Monday, April 11, 2005

The City of Lakes: Udaipur

It took ten hours by bus from Jaiselmer but it was actually not as bad as we had imiagined and we had certainly travelled on worse in Laos but it was just soooo hot. We arrived safely (a miracle) and checked into the very nice Kumbha Palace, targeted by us because it advertises marmite on toast for breakfast. Oh the joy of feeding our addiction after so long of going without! Our delight seemed to offend the chef who clearly would have preferred us to go into raptures over his (excellent) alu gobi.

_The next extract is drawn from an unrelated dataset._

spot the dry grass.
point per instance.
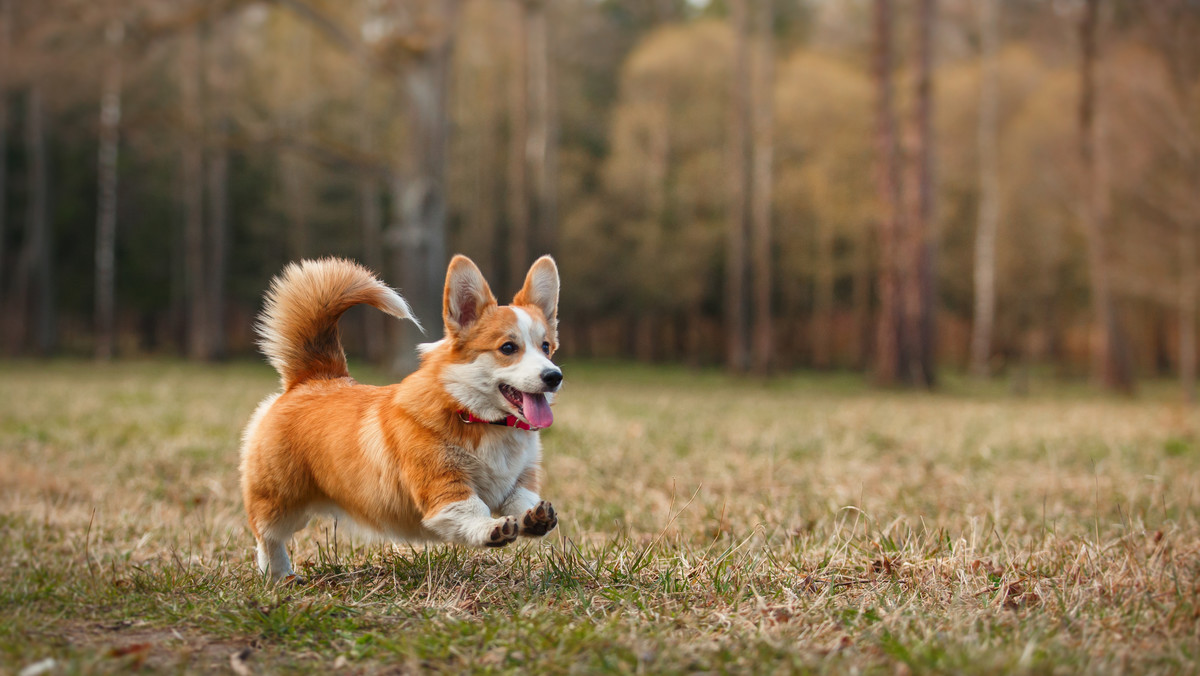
(804, 525)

the Lake Palce, Udaipur, IndiaUdaipur is named the most romantic city in India and the guide book promised us 'shimmering reflections of the Lake Palace in the water of Lake Pichola'. Unfortunately not much was reflected by the dry lake bed - without water for years now. D'oh. Watch James Bond Octupussy to see Udaipur at it's most romantic complete with shimmering lakes and chaotic rickshaw scenes.

We had little time in Udaipur so we took an auto-rickshaw (a very jolly Indian driver) and were driven around the sights of the city; from the heady heights of the monsoon palace to the splendor of the city place, from the 4000 year old Jain temple to the ancient Royal Cenopaths before rounding off with a traditional puppet show. The latter only served to perpetuate our view that the Indian men are sexually repressed - the puppets appeared to hump and gyrate their way through the show at the hands of the pervy puppeteer!

Two hours of the day was spent sending parcels. And we thought Royal mail was slow? In India, they do not use cardboard packaging for international post but goods are wrapped in cheesecloth then hand stiched around the items and finally sealed in place with wax stamps. Honestly, it's an art form, albeit one that involves a frustrating amount of time to execute.

Reluctantly we moved on leaving the cleanest and least polluted of cities we had visited, to pray for rain to restore their most famous lake to it's former glory.